(Bloomberg) -- Heading into this volatile week caused by the omicron bombshell and Federal Reserve hawkishness, credit investors were already starting to rebuild their defensive buffers from below-average levels. 

Now amid renewed pandemic and inflation jitters, institutional managers from Invesco Asset Management to Banque Lombard Odier & Cie SA have fresh reasons to ramp up their cash positions to buy assets cheaper down the line.

It’s an insurance policy to ride 2022 markets after a year that’s shaping up to be the worst for euro and dollar corporate credit since 2018.

“It’s appropriate to reduce risk levels and build cash if, like us, you believe that the drivers of volatility and modest widening we’ve seen are a hint at what’s to come in 2022,” according to Ashok Bhatia, deputy chief investment officer of fixed income at Neuberger Berman.

Volatility across assets is spiking in a week the world comes to terms with a novel Covid strain and a strong signal from the Federal Reserve Chairman to prepare for the paring of pandemic-era monetary support. 

Despite strong credit fundamentals and continuing low default rates, higher benchmark yields next year and slowing economic growth raise the prospect of higher risk premiums and negative returns. 

The average return an investor can expect through maturity when buying investment-grade euro corporate bonds today is just 0.5% per year, based on Bloomberg indexes. The market has lost almost twice that year-to-date, mainly due to higher government bond yields pushing corporate returns lower.

At Nomura Asset Management, Dickie Hodges is hunkering down in short-dated government debt.
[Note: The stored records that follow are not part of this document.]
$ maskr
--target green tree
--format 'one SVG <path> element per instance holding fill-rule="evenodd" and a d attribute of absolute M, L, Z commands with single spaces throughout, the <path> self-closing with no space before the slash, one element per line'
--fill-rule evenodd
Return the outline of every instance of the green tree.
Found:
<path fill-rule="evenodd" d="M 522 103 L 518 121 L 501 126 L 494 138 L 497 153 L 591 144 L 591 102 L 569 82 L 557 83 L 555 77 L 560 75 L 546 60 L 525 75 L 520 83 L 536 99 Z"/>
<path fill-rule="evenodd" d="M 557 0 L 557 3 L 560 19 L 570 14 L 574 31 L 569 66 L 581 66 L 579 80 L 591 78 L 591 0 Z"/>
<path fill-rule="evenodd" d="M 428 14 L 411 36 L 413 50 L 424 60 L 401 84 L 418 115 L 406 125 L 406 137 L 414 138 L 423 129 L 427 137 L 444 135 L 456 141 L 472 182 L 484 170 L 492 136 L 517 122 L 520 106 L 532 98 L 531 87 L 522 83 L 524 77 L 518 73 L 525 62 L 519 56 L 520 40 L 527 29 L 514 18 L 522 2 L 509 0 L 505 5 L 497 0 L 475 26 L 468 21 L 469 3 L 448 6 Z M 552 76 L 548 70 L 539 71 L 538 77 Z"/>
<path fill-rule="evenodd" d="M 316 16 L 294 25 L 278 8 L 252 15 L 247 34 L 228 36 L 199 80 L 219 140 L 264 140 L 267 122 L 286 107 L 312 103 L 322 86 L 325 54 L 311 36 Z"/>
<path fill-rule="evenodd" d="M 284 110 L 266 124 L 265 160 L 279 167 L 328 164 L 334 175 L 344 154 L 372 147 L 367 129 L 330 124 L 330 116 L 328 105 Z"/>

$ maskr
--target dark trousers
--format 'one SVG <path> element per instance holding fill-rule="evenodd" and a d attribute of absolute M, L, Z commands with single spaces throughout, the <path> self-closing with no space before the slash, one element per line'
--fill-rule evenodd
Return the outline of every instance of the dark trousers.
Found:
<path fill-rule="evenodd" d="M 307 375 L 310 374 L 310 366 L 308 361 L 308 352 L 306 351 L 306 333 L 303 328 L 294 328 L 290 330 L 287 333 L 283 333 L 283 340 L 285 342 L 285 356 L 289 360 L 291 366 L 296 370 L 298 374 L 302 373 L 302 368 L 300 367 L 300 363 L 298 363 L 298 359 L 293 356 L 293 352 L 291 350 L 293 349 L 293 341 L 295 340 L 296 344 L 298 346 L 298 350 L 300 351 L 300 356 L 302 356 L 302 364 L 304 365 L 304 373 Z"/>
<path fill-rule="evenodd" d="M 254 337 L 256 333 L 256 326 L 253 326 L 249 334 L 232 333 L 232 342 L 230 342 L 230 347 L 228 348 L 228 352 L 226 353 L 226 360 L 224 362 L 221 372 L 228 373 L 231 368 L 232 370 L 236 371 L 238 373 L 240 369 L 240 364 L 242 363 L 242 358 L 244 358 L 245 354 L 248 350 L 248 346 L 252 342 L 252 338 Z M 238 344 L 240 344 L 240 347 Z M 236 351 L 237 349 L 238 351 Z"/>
The manager of the $4.9 billion Nomura Global Dynamic Bond Fund also likes banks’ contingent convertible debt with upcoming call options. These early-redeemed CoCos should generate cash just as central banks start tightening policy, and fanning volatility.  

“It seems irresponsible to chase ever lower spreads with ever greater risk,” Hodges said.

Fund managers at Lombard Odier, meanwhile, are also scaling back their exposure in order to rebuild cash buffers, according to a video call hosted by the firm on the 2022 investment outlook. 

All that means dry powder is getting back into fashion, though it remains low by historical measures. According to the latest survey of credit investors by Bank of America Corp., the average cash weighting in high-grade portfolios stood at 3.8%. That’s an increase of 0.3 percentage points from August but still lower than the average of about 4.5%. 

A Snapshot of Views:

  • “Volatility will give us better opportunities to deploy risk capital in future,” said Nomura Asset’s Hodges. “We remain patient.”
  • “We are rather building some sort of ballast by increasing allocation to cash and the idea would be to reinvest it into more risky assets if there were a correction in the course of 2022,” said Stephane Monier, chief investment officer at Lombard Odier.
  • For “portfolios that approach this market with cash and a low-risk posture in duration and credit, there could be opportunities,” according to Invesco Asset Management’s 2022 fixed interest outlook.
  • “It’s prudent to have some dry powder on hand in the form of high-quality short-duration securities to act during periods of weakness,” PineBridge Investments’ head of credit and fixed income, Steven Oh, wrote in his 2022 outlook.
  • Cash “is a cheap and valuable optionality given where spreads are,” said Mark Benstead, senior portfolio manager at Legal & General Investment Management.